Abstract

Internet of Things (IoT), an emerging technology, is becoming an essential part of today’s world. Machine learning (ML) algorithms play an important role in various applications of IoT. For decades, the location information has been extremely useful for humans to navigate both in outdoor and indoor environments. Wi-Fi access point-based indoor positioning systems get more popularity, as it avoids extra calibration expenses. The fingerprinting technique is preferred in an indoor environment as it does not require a signal’s Line of Sight (LoS). It consists of two phases: offline and online phase. In the offline phase, the Wi-Fi RSSI radio map of the site is stored in a database, and in the online phase, the object is localized using the offline database. To avoid the radio map construction which is expensive in terms of labor, time, and cost, machine learning techniques may be used. In this research work, we proposed a hybrid technique using Cuckoo Search-based Support Vector Machine (CS-SVM) for real-time position estimation.
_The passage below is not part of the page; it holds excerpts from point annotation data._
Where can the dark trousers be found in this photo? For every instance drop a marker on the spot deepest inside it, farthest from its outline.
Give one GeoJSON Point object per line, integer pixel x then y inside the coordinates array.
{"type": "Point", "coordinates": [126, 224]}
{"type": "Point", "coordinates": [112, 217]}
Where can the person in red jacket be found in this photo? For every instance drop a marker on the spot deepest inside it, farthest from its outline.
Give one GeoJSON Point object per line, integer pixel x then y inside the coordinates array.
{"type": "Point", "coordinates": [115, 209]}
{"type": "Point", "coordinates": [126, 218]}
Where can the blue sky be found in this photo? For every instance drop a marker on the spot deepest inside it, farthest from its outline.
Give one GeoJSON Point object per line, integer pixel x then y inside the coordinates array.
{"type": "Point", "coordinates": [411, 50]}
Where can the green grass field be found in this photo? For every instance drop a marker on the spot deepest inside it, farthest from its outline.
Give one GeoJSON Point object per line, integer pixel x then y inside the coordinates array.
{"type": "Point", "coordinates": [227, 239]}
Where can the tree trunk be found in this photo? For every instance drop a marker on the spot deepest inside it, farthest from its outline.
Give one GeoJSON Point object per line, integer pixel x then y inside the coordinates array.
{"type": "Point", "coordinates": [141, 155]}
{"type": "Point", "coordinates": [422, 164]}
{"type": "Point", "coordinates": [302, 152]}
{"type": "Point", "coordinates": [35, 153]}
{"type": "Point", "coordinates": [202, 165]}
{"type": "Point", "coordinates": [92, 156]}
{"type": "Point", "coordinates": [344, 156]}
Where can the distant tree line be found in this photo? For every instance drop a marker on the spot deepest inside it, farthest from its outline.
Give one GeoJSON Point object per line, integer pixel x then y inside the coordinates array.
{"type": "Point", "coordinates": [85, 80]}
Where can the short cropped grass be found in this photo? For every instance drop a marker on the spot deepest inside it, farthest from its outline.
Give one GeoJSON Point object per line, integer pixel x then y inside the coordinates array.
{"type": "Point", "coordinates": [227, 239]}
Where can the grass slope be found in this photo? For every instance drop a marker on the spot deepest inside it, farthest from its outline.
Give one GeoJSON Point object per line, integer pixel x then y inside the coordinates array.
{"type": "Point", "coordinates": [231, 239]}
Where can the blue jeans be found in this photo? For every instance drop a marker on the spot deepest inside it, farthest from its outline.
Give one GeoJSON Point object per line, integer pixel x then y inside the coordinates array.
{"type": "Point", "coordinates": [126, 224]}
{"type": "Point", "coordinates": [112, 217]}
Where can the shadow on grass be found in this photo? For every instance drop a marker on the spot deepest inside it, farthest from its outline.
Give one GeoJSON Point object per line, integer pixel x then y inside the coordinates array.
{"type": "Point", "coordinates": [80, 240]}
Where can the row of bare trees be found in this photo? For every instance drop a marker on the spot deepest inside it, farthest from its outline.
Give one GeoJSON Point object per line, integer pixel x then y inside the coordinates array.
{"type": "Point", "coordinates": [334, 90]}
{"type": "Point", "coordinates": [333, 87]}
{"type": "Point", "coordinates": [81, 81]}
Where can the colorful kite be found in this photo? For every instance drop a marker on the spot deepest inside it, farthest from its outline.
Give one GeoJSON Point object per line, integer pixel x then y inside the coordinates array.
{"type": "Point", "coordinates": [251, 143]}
Cuckoo search is a nature-inspired optimization algorithm, which solves the problem of slow convergence rate and local minima of other similar algorithms. Wi-Fi RSSI fingerprint dataset of UCI repository having seven classes is used for simulation purposes. The dataset is preprocessed by min-max normalization to increase accuracy and reduce computational speed. The proposed model is simulated using MATLAB and evaluated in terms of accuracy, precision, and recall with K-nearest neighbor (KNN) and support vector machine (SVM). Moreover, the simulation results show that the proposed model achieves high accuracy of 99.87%.

1. Introduction

Internet of Things (IoT) is an emerging technology that provides different devices to interconnect and communicate with each other. IoT is becoming an important part of today’s world due to its rapid growth. Moreover, the use of machine learning (ML) algorithms in various applications of IoT has attracted researchers from all over the world. For a very long time, location has been extremely useful for humans to navigate outdoor over the sea, air, and land using astrolabe, sextant, and octant to determine their location with respect to various celestial bodies [1]. In the 20th century, with the advancement in electronics and communication, new technologies are adapted such as Radio Detection and Ranging (RADAR), Long Range Navigation (LORAN), and Global Positioning System (GPS) for localization [1]. GPS remains one of the most dominant technologies among the available technologies to localize an object. It only shows better performance to localize object outdoor and fails to estimate the position of object indoor with acceptable accuracy. Now, people are spending most of their time in an indoor environment, thus needing the positioning system to trace people and objects in the indoor complex environment. Therefore, many applications have been arised, which need location information such as location detection of products in a warehouse, location detection of personal in hospitals, and localizing fireman in a building.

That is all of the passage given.